Bruno Yoshimura, co-fundador do Kekanto.com
 » Siga-me no Twitter: @brunoyoshimura e no Linkedin
 » Leia sobre aluguel de ações: clique aqui

O investidor inteligente precisa garantir que seu dinheiro está protegido da mais silenciosa devoradora de patrimônio: a inflação. Quem deixou o dinheiro parado na conta bancária durante no ano passado, perdeu quase 6% em poder aquisitivo: R$ 100,00 depositados no começo do ano valiam apenas R$ 94,00 em dezembro.

Existem opções de investimentos com rentabilidade acima da inflação. Algumas delas são indexadas diretamente pelo indicador (os títulos públicos, por exemplo) e outras que garantem uma proteção indireta, causada pelo repasse de preços ao consumidor ou reajuste da receita pela inflação.

A ilusão causada pela inflação

Você prefere receber rendimento de 10% em um ano com inflação de 5%, ou receber um rendimento de 5% em um ano sem inflação? Na prática, as situações são idênticas, pois o que importa são os juros reais (rentabilidade – inflação).

Muitas pessoas se esquecem de considerar a inflação na rentabilidade da carteira. Se considerarmos que um investimento em renda fixa pagou cerca de 12% de juros no ano passado, na realidade a rentabilidade nominal ficou próxima a 6% (pois os outros 6% são apenas para compensar a perda de valor do dinheiro).

Investimentos que protegem da inflação

1) Ações comuns

A inflação nada mais é que o aumento no preço de serviços e produtos, geralmente causados pelo crescimento da demanda e/ou aumento dos custos de produção e serviço (CPV e CSP). As empresas conseguem compensar esse efeito de aumento de preços, pois estes são repassados para os clientes, garantindo um maior pagamento de dividendos e elevação do valor das ações.

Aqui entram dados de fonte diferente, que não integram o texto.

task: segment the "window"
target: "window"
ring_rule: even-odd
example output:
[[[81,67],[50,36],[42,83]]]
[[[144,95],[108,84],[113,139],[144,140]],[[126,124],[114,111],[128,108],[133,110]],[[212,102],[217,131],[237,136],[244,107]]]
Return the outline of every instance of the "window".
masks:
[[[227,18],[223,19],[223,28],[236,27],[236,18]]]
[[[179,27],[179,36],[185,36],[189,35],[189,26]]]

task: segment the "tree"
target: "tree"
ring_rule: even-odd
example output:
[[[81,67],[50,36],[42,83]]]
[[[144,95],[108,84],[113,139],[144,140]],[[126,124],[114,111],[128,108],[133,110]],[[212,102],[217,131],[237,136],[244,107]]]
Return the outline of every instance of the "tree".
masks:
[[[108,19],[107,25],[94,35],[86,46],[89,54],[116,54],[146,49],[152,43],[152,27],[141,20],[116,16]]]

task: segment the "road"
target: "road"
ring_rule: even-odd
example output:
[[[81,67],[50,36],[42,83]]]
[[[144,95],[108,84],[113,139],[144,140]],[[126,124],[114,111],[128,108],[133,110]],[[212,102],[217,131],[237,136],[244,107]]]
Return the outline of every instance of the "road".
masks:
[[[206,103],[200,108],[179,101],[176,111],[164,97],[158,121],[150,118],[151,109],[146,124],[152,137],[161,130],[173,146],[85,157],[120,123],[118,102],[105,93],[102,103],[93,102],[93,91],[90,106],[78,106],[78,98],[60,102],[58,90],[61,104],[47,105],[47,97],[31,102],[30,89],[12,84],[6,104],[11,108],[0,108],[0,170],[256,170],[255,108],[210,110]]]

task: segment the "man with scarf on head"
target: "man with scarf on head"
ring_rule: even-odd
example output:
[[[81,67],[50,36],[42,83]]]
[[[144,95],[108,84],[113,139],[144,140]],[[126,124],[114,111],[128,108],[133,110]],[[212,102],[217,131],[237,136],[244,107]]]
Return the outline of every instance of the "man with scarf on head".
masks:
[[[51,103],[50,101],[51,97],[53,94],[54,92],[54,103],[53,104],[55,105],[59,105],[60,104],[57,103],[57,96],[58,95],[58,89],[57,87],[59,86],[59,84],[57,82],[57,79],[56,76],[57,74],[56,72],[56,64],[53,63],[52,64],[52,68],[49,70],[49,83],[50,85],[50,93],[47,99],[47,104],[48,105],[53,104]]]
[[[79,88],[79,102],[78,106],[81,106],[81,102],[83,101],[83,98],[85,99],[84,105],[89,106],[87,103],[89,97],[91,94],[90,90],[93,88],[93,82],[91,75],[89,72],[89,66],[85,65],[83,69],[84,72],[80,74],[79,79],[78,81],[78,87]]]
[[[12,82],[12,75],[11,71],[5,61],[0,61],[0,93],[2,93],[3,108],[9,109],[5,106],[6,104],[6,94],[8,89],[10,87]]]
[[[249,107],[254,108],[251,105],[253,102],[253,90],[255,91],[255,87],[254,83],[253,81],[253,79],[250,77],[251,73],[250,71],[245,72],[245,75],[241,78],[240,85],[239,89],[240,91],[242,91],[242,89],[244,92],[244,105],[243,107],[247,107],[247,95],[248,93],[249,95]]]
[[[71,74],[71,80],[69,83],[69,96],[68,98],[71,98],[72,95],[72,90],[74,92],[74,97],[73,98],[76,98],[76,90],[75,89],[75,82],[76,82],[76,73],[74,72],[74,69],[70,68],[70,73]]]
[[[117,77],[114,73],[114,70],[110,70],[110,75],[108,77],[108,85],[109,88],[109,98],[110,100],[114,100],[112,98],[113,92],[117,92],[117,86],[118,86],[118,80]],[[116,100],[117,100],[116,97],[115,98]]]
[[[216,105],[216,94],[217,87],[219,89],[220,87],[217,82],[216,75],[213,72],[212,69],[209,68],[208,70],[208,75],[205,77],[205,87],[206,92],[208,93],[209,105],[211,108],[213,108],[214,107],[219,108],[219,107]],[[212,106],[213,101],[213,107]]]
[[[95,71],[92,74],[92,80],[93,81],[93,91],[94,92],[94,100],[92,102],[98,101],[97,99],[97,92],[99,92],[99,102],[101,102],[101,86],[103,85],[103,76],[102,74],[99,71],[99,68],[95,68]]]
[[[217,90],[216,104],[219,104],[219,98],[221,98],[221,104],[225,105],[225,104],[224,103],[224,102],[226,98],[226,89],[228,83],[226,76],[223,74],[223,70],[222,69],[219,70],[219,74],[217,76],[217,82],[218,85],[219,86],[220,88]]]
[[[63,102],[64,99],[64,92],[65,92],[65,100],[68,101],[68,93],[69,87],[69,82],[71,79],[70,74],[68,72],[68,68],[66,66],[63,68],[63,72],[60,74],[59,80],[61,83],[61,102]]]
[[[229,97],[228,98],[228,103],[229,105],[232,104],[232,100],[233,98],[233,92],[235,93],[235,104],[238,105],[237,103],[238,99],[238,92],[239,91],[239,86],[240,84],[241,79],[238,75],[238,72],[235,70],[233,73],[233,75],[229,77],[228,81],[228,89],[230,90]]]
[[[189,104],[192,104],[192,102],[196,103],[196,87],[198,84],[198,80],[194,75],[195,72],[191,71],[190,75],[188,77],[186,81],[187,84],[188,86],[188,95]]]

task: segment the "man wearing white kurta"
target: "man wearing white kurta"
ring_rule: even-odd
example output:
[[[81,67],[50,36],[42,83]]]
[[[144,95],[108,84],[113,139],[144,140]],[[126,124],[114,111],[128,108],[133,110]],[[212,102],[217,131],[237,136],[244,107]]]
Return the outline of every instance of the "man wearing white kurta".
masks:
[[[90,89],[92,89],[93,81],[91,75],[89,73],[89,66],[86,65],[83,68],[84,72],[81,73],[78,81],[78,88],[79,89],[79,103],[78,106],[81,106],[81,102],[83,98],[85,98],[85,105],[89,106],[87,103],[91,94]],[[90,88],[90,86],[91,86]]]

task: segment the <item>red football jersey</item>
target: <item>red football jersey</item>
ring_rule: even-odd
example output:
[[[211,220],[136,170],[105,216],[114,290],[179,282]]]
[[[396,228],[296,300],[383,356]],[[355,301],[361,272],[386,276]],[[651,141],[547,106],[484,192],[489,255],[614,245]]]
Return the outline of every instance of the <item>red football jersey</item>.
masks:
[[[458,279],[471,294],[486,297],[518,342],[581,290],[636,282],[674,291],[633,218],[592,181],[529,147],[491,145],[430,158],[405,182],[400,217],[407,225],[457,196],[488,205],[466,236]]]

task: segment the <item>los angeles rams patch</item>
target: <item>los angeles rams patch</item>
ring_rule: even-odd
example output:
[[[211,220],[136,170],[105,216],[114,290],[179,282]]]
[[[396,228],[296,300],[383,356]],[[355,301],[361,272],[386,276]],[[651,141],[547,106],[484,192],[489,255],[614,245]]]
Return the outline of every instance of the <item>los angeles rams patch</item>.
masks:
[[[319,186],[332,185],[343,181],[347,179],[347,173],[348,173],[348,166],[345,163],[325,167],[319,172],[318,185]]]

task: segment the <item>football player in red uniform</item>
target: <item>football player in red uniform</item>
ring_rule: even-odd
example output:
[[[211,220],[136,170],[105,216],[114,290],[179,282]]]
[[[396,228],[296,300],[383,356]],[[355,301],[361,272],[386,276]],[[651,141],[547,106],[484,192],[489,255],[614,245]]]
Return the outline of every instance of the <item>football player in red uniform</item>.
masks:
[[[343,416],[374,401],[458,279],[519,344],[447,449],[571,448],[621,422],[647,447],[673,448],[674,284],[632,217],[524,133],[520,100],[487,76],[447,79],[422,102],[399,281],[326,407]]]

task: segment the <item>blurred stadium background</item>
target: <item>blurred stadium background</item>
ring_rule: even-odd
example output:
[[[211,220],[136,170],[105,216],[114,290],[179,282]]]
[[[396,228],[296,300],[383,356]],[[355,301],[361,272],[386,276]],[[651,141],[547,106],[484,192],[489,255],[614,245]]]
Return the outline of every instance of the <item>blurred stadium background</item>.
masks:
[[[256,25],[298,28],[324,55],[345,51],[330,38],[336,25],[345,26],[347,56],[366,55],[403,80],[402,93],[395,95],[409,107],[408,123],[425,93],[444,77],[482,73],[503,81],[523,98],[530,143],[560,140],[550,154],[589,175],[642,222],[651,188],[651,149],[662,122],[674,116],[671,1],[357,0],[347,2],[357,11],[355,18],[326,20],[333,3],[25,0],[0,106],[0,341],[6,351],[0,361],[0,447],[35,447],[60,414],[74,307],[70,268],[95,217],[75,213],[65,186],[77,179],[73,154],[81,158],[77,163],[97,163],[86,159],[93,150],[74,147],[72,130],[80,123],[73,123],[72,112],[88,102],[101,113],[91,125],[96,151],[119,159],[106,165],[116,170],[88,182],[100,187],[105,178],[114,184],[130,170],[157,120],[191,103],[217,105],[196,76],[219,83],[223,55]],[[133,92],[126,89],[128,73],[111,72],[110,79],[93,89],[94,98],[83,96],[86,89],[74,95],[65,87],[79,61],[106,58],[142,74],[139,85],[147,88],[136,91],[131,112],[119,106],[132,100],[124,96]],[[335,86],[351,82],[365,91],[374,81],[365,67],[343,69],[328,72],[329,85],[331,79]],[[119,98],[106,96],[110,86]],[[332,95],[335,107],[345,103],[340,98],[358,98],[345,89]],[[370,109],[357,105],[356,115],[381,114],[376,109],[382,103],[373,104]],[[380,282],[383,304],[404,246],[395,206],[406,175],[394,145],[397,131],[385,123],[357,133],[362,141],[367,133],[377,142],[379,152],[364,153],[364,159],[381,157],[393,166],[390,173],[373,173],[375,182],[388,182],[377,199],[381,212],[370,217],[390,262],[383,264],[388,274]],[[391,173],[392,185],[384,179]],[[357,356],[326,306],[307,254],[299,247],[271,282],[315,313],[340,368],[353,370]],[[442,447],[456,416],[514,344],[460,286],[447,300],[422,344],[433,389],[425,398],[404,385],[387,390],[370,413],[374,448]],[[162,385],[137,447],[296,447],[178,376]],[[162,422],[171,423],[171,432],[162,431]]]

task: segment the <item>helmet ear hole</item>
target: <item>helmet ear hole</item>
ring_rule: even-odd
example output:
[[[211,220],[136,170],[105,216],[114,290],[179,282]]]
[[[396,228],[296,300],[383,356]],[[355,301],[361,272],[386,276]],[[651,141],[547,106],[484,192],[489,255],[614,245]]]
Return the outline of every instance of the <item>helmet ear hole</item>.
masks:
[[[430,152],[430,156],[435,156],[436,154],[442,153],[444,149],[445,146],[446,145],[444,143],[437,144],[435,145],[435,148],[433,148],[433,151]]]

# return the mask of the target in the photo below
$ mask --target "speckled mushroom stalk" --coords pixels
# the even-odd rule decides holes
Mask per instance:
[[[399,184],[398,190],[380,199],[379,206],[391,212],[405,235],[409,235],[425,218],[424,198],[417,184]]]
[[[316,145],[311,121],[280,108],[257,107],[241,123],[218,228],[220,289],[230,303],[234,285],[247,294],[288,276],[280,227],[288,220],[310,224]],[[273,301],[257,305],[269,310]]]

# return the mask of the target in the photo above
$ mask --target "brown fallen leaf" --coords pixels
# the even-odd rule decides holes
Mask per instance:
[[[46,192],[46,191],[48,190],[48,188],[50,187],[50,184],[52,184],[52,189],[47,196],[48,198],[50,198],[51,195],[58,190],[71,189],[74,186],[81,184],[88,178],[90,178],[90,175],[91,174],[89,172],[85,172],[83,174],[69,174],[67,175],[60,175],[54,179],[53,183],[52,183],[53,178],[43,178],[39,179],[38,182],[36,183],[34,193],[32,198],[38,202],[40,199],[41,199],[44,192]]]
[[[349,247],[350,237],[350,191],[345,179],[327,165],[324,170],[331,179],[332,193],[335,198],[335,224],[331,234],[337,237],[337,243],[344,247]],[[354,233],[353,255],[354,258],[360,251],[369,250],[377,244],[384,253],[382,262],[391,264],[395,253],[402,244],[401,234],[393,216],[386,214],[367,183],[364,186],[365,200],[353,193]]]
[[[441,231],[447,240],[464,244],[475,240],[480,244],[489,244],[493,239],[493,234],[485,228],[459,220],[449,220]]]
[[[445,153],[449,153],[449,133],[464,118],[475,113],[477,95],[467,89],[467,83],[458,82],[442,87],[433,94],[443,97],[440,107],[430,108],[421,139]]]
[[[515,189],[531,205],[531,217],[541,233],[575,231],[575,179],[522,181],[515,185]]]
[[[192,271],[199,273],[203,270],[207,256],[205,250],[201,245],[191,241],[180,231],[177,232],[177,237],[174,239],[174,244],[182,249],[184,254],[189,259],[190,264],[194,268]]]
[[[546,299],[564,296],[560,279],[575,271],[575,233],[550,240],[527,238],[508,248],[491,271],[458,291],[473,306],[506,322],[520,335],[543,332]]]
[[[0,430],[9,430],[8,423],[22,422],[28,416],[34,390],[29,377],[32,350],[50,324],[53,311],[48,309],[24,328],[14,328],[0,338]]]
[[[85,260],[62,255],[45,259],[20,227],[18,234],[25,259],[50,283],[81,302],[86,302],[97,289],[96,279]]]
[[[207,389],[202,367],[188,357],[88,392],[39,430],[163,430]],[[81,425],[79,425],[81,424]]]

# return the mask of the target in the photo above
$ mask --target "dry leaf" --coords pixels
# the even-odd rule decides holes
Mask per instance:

O problema é que este repasse de preços é eficiente apenas no caso de uma inflação branda. Um período de hiperinflação levaria a corte de gastos, reduzindo a atividade em toda economia. Deste modo, essa empresa pode não proteger seus investimentos de forma eficaz.

2) Ações com proteção da inflação: CCR e AES Tietê

Existem empresas que têm suas receitas atreladas a este indicador . Os grandes exemplos são as que dependem de concessões e contratos de longo prazo, cujas receitas são atualizadas pela inflação.

A empresa geradora de energia AES Tietê, por exemplo, possui fornecimento de energia contratado pela Eletropaulo a um preço ajustado anualmente pelo IGP-M. Desta forma, sua receita é bem previsível (a fatia variável da receita é correspondente ao crescimento da demanda por energia, muito correlacionado com o crescimento do PIB).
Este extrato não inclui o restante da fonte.